The situation of the continent is pathetic as most of the countries especially in sub-Saharan Africa have not committed enough percentage of their GDP to research and development. None of the countries so far has committed up to 1 per cent of their GDP to research and innovation. Nigeria, the most populous country in the region just recently announced that it will commit 0.5 per cent of its GDP to research and innovation.
According to available records from Research gate, the African continent has been spending the least amount of research and development in the world. It allocated an average of 0.05 per cent of its GDP to research and development.
It said further that this is far from the one per cent target set by the African Union for the region by 2020. Similarly, expenditures by African countries represent only 1.53 per cent of all the research and development expenditures globally. The share of researchers per million is also minimal: an average of 14 researchers per million people compared with the benchmark, United States of America, of 2719 researchers per million.
“This is 194 times less than the USA’s share. Studies have shown that R&D expenditure has great capacity to promote innovations, create jobs, promote economic growth and increase the standard of living. Spending on research and development is expected to address the likely future social and economic crisis associated with a burgeoning youth in the continent,” the study said.
This situation perhaps spurred the Director General of the National Office for Technology Acquisition and Promotion (NOTAP), Dr. DanAzumi Mohammed Ibrahim to call on African countries (Nigeria inclusive) to embrace innovation and technology for sustainable economic development of the continent.
Dr. Ibrahim made this call while presenting the keynote address at the 2022 Commemoration of African Day for Technology and Intellectual Property Rights held at the Innov8 Hub, Airport Road, Abuja on Tuesday with the theme “Creating economic value from indigenous technology.”
The NOTAP boss said that developed countries are better placed in the global order because of advancement in technology even as he tasked all African countries to invest more on research and development to ensure the technological advancement of the continent.

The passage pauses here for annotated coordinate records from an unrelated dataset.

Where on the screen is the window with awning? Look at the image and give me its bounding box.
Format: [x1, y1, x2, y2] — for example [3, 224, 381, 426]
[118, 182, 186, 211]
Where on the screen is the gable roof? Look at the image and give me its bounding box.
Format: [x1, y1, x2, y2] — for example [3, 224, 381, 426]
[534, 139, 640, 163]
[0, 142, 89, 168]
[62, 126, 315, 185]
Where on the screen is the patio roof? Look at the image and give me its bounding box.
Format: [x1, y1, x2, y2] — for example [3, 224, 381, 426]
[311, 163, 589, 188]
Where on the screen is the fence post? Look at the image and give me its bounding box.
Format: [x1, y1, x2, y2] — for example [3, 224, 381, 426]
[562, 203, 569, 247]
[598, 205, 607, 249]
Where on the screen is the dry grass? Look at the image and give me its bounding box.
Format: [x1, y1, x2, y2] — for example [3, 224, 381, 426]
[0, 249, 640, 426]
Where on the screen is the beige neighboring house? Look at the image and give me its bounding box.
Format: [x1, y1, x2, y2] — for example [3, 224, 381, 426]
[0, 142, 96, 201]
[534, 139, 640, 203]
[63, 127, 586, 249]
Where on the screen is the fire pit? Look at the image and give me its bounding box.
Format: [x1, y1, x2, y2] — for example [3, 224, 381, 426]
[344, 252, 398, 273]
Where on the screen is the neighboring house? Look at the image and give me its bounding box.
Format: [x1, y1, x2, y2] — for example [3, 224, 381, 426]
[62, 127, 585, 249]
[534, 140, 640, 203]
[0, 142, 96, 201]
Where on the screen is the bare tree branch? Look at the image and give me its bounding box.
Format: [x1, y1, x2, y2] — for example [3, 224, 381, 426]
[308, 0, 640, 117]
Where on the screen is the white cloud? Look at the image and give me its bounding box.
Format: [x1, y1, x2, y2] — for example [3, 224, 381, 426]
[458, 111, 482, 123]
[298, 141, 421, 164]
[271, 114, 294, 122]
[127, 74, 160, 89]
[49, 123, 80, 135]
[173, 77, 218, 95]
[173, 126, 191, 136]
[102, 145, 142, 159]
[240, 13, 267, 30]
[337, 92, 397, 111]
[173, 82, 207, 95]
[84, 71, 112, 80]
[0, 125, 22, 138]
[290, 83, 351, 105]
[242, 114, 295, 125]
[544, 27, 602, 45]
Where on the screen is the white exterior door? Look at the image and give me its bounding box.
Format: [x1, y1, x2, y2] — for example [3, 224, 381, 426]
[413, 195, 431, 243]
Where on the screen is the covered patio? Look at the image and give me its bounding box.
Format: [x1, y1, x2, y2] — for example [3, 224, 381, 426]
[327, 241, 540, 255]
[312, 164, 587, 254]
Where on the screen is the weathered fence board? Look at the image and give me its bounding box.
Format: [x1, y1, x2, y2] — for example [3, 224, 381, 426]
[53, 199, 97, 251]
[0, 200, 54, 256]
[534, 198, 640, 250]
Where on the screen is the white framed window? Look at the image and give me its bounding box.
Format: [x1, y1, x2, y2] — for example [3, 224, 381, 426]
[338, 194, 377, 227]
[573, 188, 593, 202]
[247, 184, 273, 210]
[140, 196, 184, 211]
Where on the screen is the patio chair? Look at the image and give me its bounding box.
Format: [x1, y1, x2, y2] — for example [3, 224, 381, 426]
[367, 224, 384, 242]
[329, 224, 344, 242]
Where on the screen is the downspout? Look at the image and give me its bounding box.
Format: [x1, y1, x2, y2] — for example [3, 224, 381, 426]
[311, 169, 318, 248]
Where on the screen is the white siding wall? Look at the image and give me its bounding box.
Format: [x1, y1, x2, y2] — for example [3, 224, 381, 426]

“It is technology that demarcates between developed countries and developing countries in innovation, invention and research. We regulate the inflow of foreign technology in this country and we see the quantum amount of the technologies that come into Nigeria and we see the quantum amount of money that leaves this country.
“No country will develop so long as it continues to depend on other countries for its technologies. As long as we continuously remain within the shackles of dependency of imported goods and services, there is no way we can develop.
“We have talents in this country. What we need is to harness the talents and channel them into our developmental strategies,” he said.
Dr. Ibrahim further stated that while carrying out the statutory responsibility of the Office, it was observed that the culture of Intellectual Property Protection within the knowledge institutions were low, hence the need to establish Intellectual Property and Technology Transfer Offices (IPTTOs) to encourage inventive and innovative activities in the knowledge establishments.
He said that prior to the establishment of IPTTOs, researchers in the universities, polytechnics and research establishments were not interested in patenting their research and development results, and rather they published their inventions for the purposes of career progression. He said that with IPTTOs in place in the universities, the situation has changed.
The 13th September of every year was set aside for the Commemoration of African Day by the then African leaders and heads of states to arouse the latent intellectual capabilities of the African youths in Addis-Ababa, Ethiopia.
In his brief presentation, the head of programmes of Innova8 hub, Dr. Obichi Obiajunwa, bemoaned Nigeria’s poor position of 118 out of 132 countries in the global innovation index and called on stakeholders especially the governments to take urgent steps to develop the technology and innovation potential of Nigeria and other parts of Africa.
Innova8 hub is a privately owned facility and a non-profit innovation driven organisation with the mandate to groom generations of innovators, inventors and researchers for national development.
Innov8 is a focal point for innovation start-up, incubation, technology transfer, knowledge and skill impartation, prototypes development and fabrication. The organisation strategically assists organisations and individuals seeking to transfer their ideas into initiatives, inventions into solutions.
Africa must at this time liaise with partners such as the United Nations, the World Bank and countries like China to draw up funds to invest in innovation and technology. That is the only way the continent can compete and create value for its economies.